Change is great after you’ve done it.  Last year is always the best time to go on a diet, up your IRA contribution, and learn a new skill.  Because that would mean that now we’d be richer, smarter, and better looking.  Change sounds like a great idea, but there’s a reason more people aren’t doing it.  It’s scary and hard.

In the green building world, we’re in the midst of a terribly inconvenient change.  The Energy Star new homes program is making its requirements harder to meet.  There are plenty of totally valid reasons to freak out about it:  the timing, the cost, the learning curve.  I admit that sometimes I whine about it.  But in the back of my mind I know that two years down the road there will be benefits like fewer callbacks, fewer problems, and happier homeowners.  I also accept change as an inevitable human activity.  We figure stuff out and we decide to do things better.  The code and Energy Star and buildings in general are getting more complicated, and we’ll all rise to the occasion.

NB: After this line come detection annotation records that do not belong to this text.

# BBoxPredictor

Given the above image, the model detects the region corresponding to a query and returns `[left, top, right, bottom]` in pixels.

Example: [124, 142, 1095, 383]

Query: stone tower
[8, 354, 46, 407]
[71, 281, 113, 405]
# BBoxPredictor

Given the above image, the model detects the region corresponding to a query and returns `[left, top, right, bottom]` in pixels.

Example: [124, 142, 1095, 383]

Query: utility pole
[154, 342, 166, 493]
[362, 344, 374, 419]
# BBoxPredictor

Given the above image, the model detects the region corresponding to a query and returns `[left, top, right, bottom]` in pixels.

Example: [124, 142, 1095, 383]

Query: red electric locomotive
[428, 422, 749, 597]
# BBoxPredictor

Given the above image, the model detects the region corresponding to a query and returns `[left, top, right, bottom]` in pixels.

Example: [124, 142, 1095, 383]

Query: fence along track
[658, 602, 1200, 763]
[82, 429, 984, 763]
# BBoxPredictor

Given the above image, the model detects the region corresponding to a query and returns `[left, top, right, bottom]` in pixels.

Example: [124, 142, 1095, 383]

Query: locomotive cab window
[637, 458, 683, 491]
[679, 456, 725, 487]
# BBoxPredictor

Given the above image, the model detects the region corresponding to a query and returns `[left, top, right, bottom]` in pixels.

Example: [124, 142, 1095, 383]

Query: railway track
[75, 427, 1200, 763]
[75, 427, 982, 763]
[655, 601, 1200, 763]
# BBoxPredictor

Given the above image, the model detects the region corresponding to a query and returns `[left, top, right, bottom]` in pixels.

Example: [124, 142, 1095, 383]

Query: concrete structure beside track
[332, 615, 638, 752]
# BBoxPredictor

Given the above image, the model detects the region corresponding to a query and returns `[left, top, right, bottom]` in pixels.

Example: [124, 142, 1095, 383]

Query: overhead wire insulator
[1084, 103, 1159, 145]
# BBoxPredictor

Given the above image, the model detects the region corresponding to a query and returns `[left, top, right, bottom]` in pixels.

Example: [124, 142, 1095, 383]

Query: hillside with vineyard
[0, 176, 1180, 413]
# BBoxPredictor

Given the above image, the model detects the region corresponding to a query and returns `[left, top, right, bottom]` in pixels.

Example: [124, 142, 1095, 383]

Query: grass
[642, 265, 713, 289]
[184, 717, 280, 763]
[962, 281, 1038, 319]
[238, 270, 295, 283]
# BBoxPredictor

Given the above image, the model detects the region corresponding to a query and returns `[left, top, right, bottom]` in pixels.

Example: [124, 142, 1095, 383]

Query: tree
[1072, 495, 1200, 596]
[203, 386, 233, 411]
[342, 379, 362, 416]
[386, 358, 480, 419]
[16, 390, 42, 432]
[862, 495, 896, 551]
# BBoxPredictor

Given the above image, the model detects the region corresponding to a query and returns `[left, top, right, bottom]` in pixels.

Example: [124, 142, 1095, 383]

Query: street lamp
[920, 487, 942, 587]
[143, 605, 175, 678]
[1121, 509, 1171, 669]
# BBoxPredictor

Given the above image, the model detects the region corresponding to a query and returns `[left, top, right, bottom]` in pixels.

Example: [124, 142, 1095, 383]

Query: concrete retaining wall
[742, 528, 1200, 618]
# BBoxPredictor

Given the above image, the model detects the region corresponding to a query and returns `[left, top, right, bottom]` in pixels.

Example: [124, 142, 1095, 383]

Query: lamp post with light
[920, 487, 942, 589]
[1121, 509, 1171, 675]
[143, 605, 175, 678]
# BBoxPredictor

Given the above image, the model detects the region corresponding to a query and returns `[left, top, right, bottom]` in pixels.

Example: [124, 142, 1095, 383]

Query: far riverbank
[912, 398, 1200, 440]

When we chose to do things differently to solve one problem, we can create a whole cascade of new problems, benefits, and other interesting phenomena.  For the same reason that my soap jams up the pump dispenser, it doesn’t dry your skin out like “regular” soap.  The older I get, the more willing I am to take that trade.  Home energy also involves tradeoffs.  The new heat pump water heaters use half the energy that the older tanks did and they make your house less humid in the summer.  But they are a little louder and the recovery time is slower.  It’s my job to talk people through it until they realize that the tradeoff is almost always worth it.  Sometimes I wonder if people would let go of their death-grip on incandescent light bulbs if we could just focus a little more on what a hassle it is that they burn out so fast.  Who enjoys getting the ladder out to change them?

I think we all know that our lives would be better if everything we did was intentional and well-informed.  Energy efficiency is not an exception.  I personally think that the reason we use so much energy is that it’s super easy to flip the switch, and when we do there is no information about how much energy we’re using.  What would happen if a video screen popped up to show us a mountaintop getting blown off in West Virginia, or a miner with black lung disease trying to breathe?  I figure that almost half the energy we use gives us little to no real benefit, and I want to make better decisions.

That’s what my part of this blog is going to be about.